If we’re going to give progress a push, we must practice what we preach.
In New Pluralists, we’re partnering with an unlikely set of peer funders, modeling in philanthropy the norms and values we’re trying to spread. I’m inspired by the group of Field Builders we’re working closely with. Their varied backgrounds and beliefs will help ensure that New Pluralists is deeply informed and shaped by the field it’s seeking to strengthen. The diversity of views we’ve brought together is a hallmark of New Pluralists – and, something I am especially proud to be a part of through philanthropic collaboration.
The best kind of philanthropy is when there are multiple and mutual benefits.
In our 2018 lookback, we learned that how we work is as, if not more, important than what we do. We’ve learned that moving collaboratively allows for a different scale of impact than simply acting alone. That’s why “Collaborative” is in our name. Each of our strategies strives to put relationships at the center – to see process as integral to product, to recognize that impact is strengthened by the quality of relationships we build.
Across each of our strategies and embedded in our approach, we support solutions that benefit everyone involved, rooted in mutuality and relationship. Our Bonding work is effective because it focuses on the parent and the child. Our community-engaged learning work at Cornell makes a difference because it strengthens the skills and orientations of the student and benefits the community seeking solutions. Our work with New Pluralists is powerful because it enables shared commitment and joint action among the funders who are in collaboration with one another – which, in and of itself, is a good thing – and also directs resources, energy, and visibility to the field of pluralism and bridging divides. Our approach to grantmaking is purposefully collaborative and relational because it helps us see our blind spots, do more ambitious and creative work, and better serve our grantee partners.
We’re seeking to foster a world where human connection is recognized as vital to our individual and collective thriving and as instrumental to everything we do.

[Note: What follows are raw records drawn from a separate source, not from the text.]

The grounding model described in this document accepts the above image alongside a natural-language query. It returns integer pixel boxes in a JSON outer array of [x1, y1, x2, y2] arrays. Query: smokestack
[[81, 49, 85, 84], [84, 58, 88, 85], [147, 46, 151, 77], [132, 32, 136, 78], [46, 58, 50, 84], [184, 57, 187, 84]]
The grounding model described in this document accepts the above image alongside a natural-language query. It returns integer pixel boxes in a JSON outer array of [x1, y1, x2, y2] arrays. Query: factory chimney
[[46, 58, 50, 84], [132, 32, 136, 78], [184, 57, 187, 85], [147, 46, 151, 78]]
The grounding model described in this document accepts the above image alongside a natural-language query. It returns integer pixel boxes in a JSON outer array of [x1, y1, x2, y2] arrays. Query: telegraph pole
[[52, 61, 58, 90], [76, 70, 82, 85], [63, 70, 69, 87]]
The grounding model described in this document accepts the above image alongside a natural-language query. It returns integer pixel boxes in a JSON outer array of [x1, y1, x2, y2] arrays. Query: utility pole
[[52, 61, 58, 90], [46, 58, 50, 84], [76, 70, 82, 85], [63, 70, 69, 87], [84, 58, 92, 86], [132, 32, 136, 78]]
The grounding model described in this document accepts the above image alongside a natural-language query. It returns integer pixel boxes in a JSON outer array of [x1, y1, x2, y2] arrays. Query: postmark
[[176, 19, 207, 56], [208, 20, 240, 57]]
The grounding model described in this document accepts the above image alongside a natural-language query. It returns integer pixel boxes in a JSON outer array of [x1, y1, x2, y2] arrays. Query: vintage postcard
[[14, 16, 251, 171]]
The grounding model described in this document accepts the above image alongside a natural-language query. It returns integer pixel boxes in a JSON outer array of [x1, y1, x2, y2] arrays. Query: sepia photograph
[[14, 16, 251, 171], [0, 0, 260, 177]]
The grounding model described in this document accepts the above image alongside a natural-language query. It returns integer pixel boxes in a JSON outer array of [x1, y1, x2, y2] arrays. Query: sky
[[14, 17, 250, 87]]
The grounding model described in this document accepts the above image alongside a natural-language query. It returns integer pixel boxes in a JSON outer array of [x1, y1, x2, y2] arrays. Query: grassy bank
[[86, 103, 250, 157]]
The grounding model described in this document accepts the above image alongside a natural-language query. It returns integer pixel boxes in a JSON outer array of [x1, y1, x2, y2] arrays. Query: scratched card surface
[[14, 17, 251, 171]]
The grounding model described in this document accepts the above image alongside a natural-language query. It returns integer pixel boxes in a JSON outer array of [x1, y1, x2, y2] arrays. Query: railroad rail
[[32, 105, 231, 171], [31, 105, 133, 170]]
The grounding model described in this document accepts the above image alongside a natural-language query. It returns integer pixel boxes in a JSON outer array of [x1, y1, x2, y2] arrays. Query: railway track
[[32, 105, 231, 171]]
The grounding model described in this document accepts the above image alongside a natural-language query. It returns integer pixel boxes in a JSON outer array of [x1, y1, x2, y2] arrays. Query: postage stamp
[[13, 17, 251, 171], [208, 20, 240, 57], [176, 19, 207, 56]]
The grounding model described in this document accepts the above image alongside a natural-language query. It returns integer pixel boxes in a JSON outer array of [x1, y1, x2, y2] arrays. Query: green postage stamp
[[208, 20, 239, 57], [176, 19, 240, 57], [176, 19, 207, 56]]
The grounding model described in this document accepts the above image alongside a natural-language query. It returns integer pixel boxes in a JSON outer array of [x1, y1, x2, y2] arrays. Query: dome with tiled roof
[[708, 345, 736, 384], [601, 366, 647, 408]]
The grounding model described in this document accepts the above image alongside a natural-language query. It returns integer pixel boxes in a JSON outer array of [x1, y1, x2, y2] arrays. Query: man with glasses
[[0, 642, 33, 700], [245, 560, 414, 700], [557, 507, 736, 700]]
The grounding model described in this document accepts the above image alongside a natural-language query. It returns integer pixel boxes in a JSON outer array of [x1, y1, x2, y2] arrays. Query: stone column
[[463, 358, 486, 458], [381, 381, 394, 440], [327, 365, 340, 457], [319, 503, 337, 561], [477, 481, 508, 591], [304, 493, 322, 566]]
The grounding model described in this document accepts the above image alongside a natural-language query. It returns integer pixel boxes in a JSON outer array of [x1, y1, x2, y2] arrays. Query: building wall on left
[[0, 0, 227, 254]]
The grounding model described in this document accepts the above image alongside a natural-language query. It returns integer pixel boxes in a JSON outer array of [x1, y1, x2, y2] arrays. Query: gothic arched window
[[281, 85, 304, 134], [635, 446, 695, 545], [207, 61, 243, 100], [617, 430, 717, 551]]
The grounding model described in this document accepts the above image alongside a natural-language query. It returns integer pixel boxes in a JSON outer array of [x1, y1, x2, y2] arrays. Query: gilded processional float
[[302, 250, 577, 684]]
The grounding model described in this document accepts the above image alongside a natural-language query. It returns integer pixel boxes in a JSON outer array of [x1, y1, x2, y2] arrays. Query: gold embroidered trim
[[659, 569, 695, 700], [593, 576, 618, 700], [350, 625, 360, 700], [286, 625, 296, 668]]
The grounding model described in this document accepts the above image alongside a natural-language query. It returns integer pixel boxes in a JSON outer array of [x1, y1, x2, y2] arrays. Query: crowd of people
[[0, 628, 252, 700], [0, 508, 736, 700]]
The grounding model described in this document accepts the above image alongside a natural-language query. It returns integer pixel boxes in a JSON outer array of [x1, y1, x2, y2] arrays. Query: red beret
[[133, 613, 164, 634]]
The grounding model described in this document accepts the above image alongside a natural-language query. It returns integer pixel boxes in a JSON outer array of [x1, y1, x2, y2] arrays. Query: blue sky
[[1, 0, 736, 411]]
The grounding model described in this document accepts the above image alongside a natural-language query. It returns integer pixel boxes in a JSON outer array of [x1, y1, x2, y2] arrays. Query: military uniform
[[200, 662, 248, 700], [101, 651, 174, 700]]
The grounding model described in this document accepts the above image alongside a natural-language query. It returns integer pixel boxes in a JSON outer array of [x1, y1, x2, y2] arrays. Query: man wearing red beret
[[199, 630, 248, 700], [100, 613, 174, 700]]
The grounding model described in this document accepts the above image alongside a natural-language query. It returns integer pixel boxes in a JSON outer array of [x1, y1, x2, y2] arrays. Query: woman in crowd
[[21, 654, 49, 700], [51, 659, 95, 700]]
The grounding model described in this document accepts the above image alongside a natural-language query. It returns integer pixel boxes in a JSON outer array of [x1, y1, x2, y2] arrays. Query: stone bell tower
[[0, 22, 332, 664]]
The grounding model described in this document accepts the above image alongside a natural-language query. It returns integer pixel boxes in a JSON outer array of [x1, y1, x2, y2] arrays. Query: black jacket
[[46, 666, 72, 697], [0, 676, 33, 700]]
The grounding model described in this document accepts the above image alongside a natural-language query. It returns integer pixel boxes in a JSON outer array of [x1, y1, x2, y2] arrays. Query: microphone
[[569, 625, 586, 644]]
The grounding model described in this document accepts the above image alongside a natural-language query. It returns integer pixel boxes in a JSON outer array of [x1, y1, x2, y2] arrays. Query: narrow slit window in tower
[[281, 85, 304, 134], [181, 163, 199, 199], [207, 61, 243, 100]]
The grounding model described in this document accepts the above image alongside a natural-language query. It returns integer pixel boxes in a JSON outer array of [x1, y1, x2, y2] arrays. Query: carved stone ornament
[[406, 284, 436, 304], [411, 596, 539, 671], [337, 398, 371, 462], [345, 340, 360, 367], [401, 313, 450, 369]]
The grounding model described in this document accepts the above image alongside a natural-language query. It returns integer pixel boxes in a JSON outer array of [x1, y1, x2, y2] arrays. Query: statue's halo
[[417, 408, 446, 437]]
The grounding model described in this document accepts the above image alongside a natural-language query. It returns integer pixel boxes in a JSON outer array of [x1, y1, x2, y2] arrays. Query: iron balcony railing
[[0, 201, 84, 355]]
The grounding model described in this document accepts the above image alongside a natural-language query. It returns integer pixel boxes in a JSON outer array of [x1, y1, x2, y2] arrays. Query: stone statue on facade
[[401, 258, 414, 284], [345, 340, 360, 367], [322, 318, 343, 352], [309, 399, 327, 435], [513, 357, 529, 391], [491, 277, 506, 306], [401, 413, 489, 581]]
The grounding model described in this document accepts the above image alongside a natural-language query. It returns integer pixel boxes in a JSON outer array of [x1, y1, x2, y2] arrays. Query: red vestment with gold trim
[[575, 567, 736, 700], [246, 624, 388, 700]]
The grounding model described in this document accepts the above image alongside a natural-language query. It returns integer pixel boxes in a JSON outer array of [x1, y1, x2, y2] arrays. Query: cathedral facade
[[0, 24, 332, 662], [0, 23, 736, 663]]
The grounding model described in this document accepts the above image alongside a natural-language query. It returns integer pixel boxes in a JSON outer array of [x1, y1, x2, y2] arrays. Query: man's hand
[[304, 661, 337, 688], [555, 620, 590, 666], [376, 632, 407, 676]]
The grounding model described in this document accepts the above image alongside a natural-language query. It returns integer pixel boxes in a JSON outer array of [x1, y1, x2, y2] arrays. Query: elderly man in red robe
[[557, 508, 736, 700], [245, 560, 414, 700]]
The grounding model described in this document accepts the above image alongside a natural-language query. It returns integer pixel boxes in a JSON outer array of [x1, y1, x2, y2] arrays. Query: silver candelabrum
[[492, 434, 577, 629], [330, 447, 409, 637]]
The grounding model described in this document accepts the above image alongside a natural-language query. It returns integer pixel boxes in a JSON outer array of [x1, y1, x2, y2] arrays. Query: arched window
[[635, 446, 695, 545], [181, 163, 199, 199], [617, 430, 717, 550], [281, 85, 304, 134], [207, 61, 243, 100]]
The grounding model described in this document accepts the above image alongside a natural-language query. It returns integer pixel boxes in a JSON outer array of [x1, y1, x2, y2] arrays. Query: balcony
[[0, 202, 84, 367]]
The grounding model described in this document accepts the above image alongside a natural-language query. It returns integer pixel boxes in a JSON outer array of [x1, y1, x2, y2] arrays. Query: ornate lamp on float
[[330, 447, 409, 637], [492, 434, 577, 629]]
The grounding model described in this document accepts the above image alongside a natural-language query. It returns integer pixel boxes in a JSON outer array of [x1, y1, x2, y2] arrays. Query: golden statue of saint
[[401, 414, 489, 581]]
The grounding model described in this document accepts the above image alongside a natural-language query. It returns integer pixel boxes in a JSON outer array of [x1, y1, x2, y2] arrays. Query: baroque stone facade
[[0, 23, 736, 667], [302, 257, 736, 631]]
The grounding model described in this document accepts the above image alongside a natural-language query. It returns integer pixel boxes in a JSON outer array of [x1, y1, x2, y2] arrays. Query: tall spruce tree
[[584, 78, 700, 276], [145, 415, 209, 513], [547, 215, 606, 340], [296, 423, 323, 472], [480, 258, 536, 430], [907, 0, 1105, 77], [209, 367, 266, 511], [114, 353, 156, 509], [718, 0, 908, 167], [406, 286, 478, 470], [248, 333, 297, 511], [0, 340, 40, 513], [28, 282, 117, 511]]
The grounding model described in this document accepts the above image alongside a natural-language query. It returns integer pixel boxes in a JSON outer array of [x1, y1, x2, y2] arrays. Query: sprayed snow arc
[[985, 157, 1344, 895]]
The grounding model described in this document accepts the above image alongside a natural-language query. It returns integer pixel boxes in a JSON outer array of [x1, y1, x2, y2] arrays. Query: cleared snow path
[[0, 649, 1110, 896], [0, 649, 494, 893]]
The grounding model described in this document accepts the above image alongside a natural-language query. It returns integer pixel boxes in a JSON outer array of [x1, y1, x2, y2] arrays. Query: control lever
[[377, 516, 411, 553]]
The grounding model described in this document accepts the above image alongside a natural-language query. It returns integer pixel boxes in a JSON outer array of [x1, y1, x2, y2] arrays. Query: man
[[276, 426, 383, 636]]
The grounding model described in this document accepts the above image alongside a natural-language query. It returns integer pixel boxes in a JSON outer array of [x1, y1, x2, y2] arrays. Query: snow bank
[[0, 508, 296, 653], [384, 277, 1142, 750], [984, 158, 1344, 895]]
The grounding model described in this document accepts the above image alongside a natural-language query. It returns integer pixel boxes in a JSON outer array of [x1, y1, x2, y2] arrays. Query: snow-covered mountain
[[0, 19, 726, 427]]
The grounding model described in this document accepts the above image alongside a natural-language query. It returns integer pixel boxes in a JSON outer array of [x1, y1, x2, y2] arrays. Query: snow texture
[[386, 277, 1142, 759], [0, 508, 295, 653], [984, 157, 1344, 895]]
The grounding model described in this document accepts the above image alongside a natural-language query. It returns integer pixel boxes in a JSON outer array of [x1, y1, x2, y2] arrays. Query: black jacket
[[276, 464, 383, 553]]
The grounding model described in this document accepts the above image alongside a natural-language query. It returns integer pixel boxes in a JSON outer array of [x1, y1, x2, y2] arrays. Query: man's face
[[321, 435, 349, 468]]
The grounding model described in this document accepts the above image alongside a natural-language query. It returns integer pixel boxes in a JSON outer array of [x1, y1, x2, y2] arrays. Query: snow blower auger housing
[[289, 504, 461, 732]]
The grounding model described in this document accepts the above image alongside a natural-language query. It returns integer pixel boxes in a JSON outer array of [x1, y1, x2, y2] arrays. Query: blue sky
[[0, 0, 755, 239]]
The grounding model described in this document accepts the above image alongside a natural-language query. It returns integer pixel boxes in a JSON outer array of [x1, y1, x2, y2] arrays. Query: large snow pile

Below, our Bonding Lead Ira Hillman joins with CSSP Senior Fellow David Willis to share more information about the intended impact of our Reach Out and Read partnership, and our Building Lead Jonathan Gruber reflects on how to engage with different perspectives with humility and curiosity. Our Executive Director Jenn Hoos Rothberg writes for the Council on Foundations on the importance of building common ground in philanthropy, and we go Through the Prism with Amanda Ripley, whose latest book High Conflict advises on how we can engage in productive disagreement. In our resources below, you can learn more about the power of solutions-focused stories to help us cultivate learned hopefulness, how some political leaders are modeling civil bipartisan exchange, the connection between Christianity and pluralism, why cooperation is so difficult, and how to shape a positive story of tomorrow that transcends the divisions of today.
This monthly newsletter, which usually features reflections from Jenn, is also a marker of something new for us over the last year. We appreciate all of you who have let us know you've enjoyed it and hope you will forward it to others whom you think would, too. (You can give us feedback below.)
I’m feeling proud as I reflect on our first year as Einhorn Collaborative, and I’m hopeful for what lies ahead. We are fortunate to be in community with so many people doing such tremendous work.